Enthusiasts of snow-based sports can pursue them, dressed in layers, while connoisseurs of rich and hearty meals can continue in their ways, justifying the diet as seasonal. But it’s the aforementioned snow that is the real seasonal treat. If you know how to prepare it, your winter will get a lot more interesting. Then, whenever life gives you snow, you can make yellow snow to enjoy—lemonade snow, that is, along with other snowy treats like brown snow and red snow. Sure, most people opt for a steaming cup of tea or some other hot beverage to balance the chill of winter, but to eat snow in winter is to face reality head on and consume it.

Perhaps insinuating snow to be food is a stretch because it contains zero calories. What snow provides is a context for calories to happen, kind of like the children’s story where the hero cooks a pot of water with a rock in it and calls it Stone Soup. The villagers want to partake in his soup, and the hero welcomes them, asking only that they bring something to add to the pot. Pretty soon, a delicious meal is ready that feeds a whole village.

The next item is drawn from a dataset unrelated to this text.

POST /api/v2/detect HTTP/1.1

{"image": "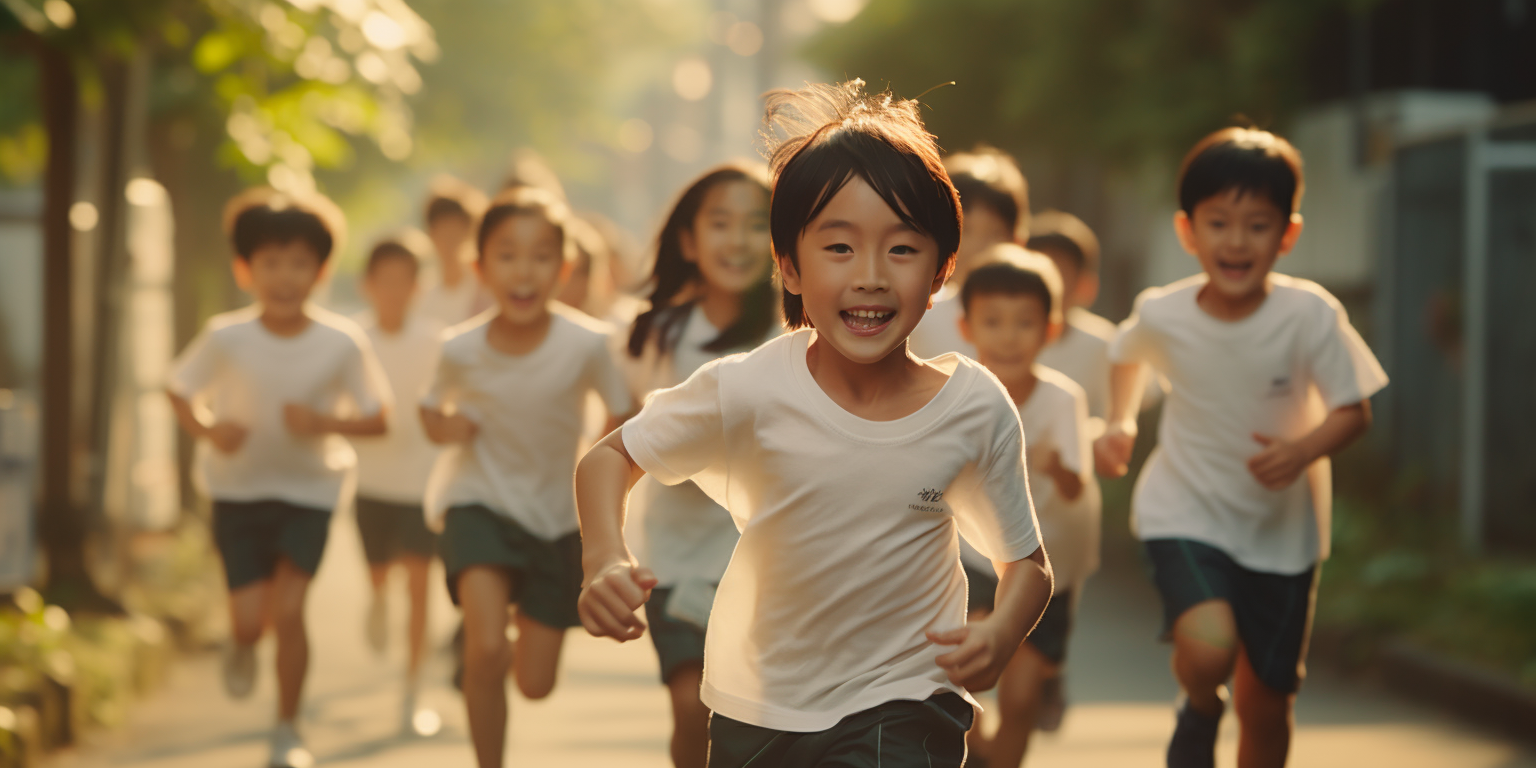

Booze is in season too, by the way, and a multitude of adult beverages is possible on snow. One could invite friends to visit, bringing their favorite juices and sweeteners and other flavorings for sweet and tangy flavors—and perhaps bitter and creamy as well. Like snow and vodka, lemons are in season (as are limes, which I actually prefer), as well as oranges, pomegranate, grapefruit and more. And we can’t forget the next holiday we have to look forward to. Indeed, chocolate is in season as well; preferably chocolate that was not grown by slaves. 

The trick with all of these recipes is to keep the snow as structurally intact as possible. To do so, start with chilled cups to help keep the snow cold as can be and work quickly. Add the dry ingredients first, stirring them in, and liquids last, a splash at a time. The snow should be as fresh and as clean as possible.

For yellow snow, sprinkle a teaspoon of sugar into a glass of loosely packed snow. Carefully mix it with a spoon. All of the snow does not need to be thoroughly mixed top-to-bottom, as long as the sugar is evenly mixed in the top third of the glass it will be OK. Then, squeeze a quarter of lemon or lime on top. Mix gingerly some more with the spoon and begin eating as you do so.

Eating a snow cup is an active activity. You poke it and prod it, like stoking a cold, bright fire. A lemonade snow cup is a completely dazzling way of experiencing two basic flavors: acid and sugar. The flavor is brighter than your typical lemonade. The acid of the lime seems to be kept at arm’s length from the sugar by the snow, which insulates these opposing flavors from one another like a battery. They finally become connected through your tongue, which tingles with flavored electricity.

For chocolate or mocha snow, start by mixing a teaspoon each of sugar and cocoa powder into a cup of snow. Add a drop of vanilla and a tablespoon or more of heavy cream. Gently mix in the cream. If chocolate snow is the goal, start eating. For a mocha snow, add a splash of cold or room temperature coffee. If you end up adding too much coffee and the snow starts melting, add more snow and stir it back to a snowy consistency. It isn’t quite rocket science. 

Other cocktails come to mind. Start by chilling some clean, dry glasses in the freezer. When frozen, pack them with snow and return to the freezer. When ready to serve, toss a teaspoon of sugar into a glass and thoroughly mix it in with the snow in the upper reaches of the glass. Then, begin working in squirts of lime and splashes of pomegranate juice and gin (or the seasonal booze of your choice). Work it around, adjusting as necessary with sweet, sour, booze and snow, until it’s just right. Then, get yourself into a comfortable or festive position.

Stir. Sip. Prod. Add snow. Reflect. Cheer responsibly. Resolve, if you care to. If you need to take a break, pop it in the freezer. Rinse and repeat until all of the snow is gone.